Accelerating Matlab DSP Code on the GPU
Intrigued by GPUs, I've spent a few days testing out Jacket, an interface that lets you accelerate MATLAB (my favorite, if frustrating language) on NVIDIA GPUs. It's definitely got some caveats. But it was really easy to accelerate my code. And the results were impressive. So I thought I'd put up a few simple DSP-related benchmarks I created and ran on my laptop (a Macbook Air with NVIDIA GeForce 9400M graphics card). The m-files for the two functions I benchmarked (2D FFT and 2D interpolation) can be downloaded here.
If you're interested in lower-level GPU DSP programming, I suggest you check out Shehrzad Qureshi's excellent blog on the subject.
NOTE: The benchmarks I'm putting up (and all benchmarks really), should be taken with large grains of salt. I threw my code together pretty quickly, and results will vary greatly depending on your system setup. My intent here is just to convey my impressions of the tool after spending a few hours with it.
I was pleasantly surprised by how quickly I was able to accelerate code. Basically, you just cast data you want processed on the GPU to one of Jacket's GPU data types. Then make normal MATLAB function calls. For example, the code below performs a 2D FFT on an image stored in a matrix 'I1'.
I1 = gsingle(I1);
I1_fft = fft2(I1);
I cast here to 'gsingle' (as opposed to 'gdouble') because my GPU only supports single precision.
If you want to bring data back to the CPU (for instance, to use a function not supported by Jacket), you just cast the data back to a standard MATLAB datatype.
Getting optimal performance when combining functions requires a bit more work (see vectorizing your code, minimizing data transfers between the CPU and GPU, and a couple other general principles). But it doesn't seem too difficult from reading the documentation.
Figure 1 shows the speedup for the 2D FFT funcion (fft2.m). The x-axis specifies the size of the image passed to fft2 (128x128, 256x256, …..2048x2048).
Figure 1. GPU vs CPU Speedup
Interestingly, the speedup starts dropping off at 2048x2048 pixels, and at 4096x4096 pixels, I got an out-of-memory error. Not sure what's happening there. Probably a limitation of my GPU...

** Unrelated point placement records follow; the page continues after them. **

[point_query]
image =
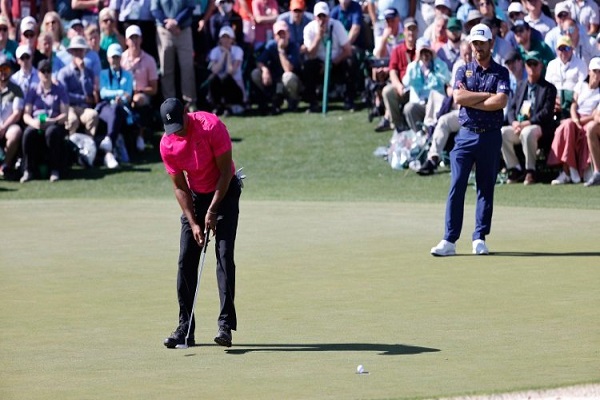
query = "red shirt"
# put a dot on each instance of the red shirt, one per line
(196, 152)
(400, 58)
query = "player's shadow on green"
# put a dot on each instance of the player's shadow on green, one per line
(546, 254)
(382, 349)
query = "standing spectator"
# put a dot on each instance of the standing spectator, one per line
(11, 108)
(315, 35)
(26, 77)
(45, 112)
(277, 70)
(265, 13)
(81, 86)
(427, 73)
(395, 94)
(226, 85)
(145, 80)
(137, 12)
(116, 92)
(8, 47)
(569, 147)
(481, 89)
(297, 19)
(173, 21)
(536, 18)
(530, 119)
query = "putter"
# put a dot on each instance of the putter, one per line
(202, 258)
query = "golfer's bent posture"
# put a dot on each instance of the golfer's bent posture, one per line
(481, 89)
(196, 150)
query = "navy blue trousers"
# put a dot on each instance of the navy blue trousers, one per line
(483, 151)
(189, 257)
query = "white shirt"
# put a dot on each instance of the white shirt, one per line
(587, 99)
(566, 76)
(339, 38)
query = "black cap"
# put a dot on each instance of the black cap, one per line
(171, 112)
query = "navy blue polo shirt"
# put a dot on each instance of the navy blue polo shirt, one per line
(494, 79)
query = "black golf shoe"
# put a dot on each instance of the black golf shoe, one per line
(223, 338)
(178, 337)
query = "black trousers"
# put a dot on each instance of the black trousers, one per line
(189, 257)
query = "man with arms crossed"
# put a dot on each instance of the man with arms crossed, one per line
(196, 151)
(481, 88)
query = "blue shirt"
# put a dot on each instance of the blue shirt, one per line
(78, 85)
(494, 79)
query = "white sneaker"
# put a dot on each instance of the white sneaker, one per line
(561, 179)
(110, 161)
(139, 144)
(479, 247)
(575, 178)
(443, 249)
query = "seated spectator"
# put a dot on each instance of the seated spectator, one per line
(593, 141)
(423, 75)
(226, 85)
(536, 18)
(395, 94)
(8, 46)
(29, 37)
(116, 92)
(11, 108)
(81, 87)
(265, 14)
(528, 44)
(565, 72)
(225, 16)
(276, 75)
(315, 35)
(569, 147)
(297, 19)
(45, 112)
(26, 77)
(530, 119)
(145, 80)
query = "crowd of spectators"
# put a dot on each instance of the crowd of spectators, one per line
(100, 68)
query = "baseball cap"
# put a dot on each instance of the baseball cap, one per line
(390, 13)
(171, 112)
(321, 8)
(454, 24)
(227, 31)
(280, 26)
(297, 5)
(515, 7)
(564, 41)
(133, 30)
(113, 50)
(480, 32)
(562, 7)
(22, 49)
(595, 63)
(410, 21)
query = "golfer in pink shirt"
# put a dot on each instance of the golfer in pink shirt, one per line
(196, 151)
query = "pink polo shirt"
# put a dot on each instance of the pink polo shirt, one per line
(195, 153)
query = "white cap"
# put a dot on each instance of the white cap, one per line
(595, 63)
(22, 49)
(445, 3)
(515, 7)
(561, 7)
(321, 8)
(227, 30)
(481, 33)
(114, 50)
(133, 30)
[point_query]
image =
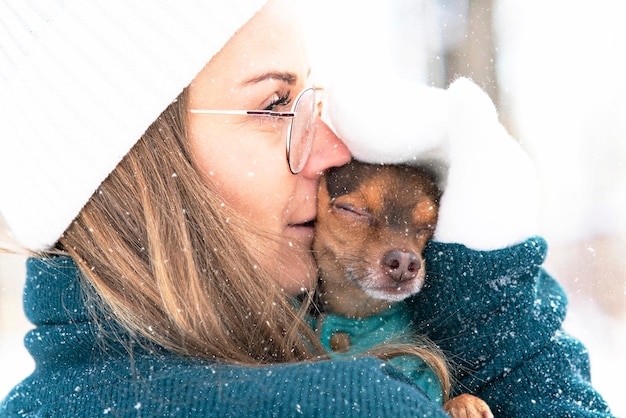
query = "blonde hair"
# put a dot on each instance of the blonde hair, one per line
(171, 262)
(162, 254)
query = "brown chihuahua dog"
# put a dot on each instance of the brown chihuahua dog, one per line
(373, 223)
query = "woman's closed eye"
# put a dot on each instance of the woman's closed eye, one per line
(279, 102)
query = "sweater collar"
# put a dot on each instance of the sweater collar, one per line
(52, 293)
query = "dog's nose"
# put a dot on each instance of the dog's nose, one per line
(401, 265)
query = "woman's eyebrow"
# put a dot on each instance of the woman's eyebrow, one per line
(285, 77)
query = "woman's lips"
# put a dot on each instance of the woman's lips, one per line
(303, 231)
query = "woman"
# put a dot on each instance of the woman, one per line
(173, 290)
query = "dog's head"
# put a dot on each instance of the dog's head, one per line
(372, 225)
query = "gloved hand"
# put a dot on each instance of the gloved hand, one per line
(490, 190)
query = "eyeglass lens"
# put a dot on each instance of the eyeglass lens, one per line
(301, 132)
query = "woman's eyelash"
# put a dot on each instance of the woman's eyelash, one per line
(279, 101)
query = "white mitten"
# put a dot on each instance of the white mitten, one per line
(490, 197)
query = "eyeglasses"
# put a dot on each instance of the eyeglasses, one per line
(300, 131)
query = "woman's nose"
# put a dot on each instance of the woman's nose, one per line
(327, 150)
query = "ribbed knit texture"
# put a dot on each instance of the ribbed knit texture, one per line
(80, 82)
(495, 313)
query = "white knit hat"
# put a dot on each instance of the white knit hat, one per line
(80, 82)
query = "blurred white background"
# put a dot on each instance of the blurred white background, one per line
(556, 70)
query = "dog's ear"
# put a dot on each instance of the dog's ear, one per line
(347, 178)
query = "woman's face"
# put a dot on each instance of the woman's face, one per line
(263, 67)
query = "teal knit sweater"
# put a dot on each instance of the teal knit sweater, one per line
(497, 314)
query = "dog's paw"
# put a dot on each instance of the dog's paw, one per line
(467, 406)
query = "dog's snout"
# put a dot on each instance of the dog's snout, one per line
(401, 265)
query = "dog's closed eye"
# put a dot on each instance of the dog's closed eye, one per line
(357, 213)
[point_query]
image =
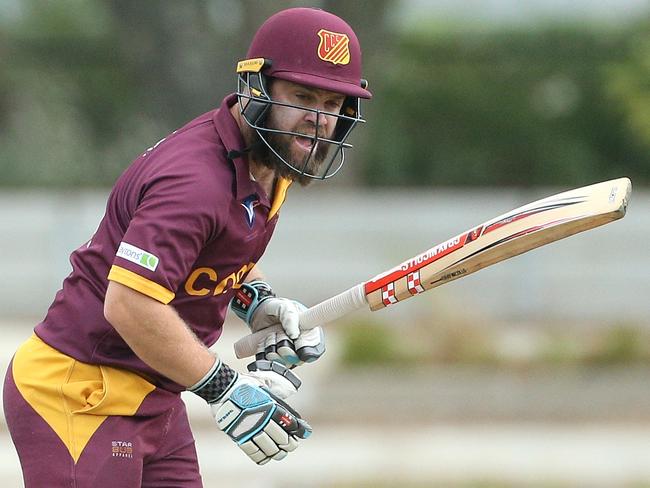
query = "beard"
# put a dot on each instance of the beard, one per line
(282, 143)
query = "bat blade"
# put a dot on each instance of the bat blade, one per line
(518, 231)
(515, 232)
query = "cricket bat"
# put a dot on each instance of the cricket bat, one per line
(520, 230)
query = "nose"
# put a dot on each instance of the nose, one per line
(317, 119)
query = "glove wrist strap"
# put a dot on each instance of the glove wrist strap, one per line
(248, 297)
(215, 383)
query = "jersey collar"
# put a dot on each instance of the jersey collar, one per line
(232, 140)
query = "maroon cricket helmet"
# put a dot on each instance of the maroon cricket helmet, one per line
(311, 47)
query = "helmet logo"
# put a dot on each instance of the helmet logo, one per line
(334, 47)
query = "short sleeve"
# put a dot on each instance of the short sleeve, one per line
(176, 216)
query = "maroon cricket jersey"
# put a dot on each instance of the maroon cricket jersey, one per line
(184, 225)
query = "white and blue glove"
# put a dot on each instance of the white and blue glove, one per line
(256, 304)
(249, 408)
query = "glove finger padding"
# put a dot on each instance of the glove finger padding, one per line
(310, 345)
(276, 378)
(307, 348)
(281, 311)
(254, 417)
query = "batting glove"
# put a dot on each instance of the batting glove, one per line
(249, 408)
(257, 305)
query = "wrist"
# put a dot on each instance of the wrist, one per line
(217, 381)
(249, 297)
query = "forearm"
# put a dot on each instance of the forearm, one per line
(255, 274)
(157, 335)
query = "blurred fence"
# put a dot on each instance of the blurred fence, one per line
(329, 240)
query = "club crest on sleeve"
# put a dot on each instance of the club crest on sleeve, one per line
(249, 205)
(333, 47)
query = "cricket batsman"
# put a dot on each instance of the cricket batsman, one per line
(92, 398)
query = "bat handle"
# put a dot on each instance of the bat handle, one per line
(322, 313)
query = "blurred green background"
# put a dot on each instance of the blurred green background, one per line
(459, 99)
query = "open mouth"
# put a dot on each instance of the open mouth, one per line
(305, 143)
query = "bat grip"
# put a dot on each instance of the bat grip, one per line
(322, 313)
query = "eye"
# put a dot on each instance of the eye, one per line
(334, 105)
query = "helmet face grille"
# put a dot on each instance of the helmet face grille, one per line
(255, 104)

A more interesting function for me was interp2(), which performs 2D interpolation. As this is a very computationally demanding function, and one used in many image processing algorithms, acceleration could be useful. Figure 2 shows the speedup.
Figure 2. GPU vs CPU Speedup
Again, I got an out-of-memory error on 4096x4096. But the speedup is impressive. I should also note that while the 128x128 speedup is actually a slight speedown (0.85X), this is probably due to not “warming up” the GPU properly (see this wiki on benchmarking Jacket for more on this subject). Running this benchmark (and FFT2) back to back produces a much better speedup for 128x128.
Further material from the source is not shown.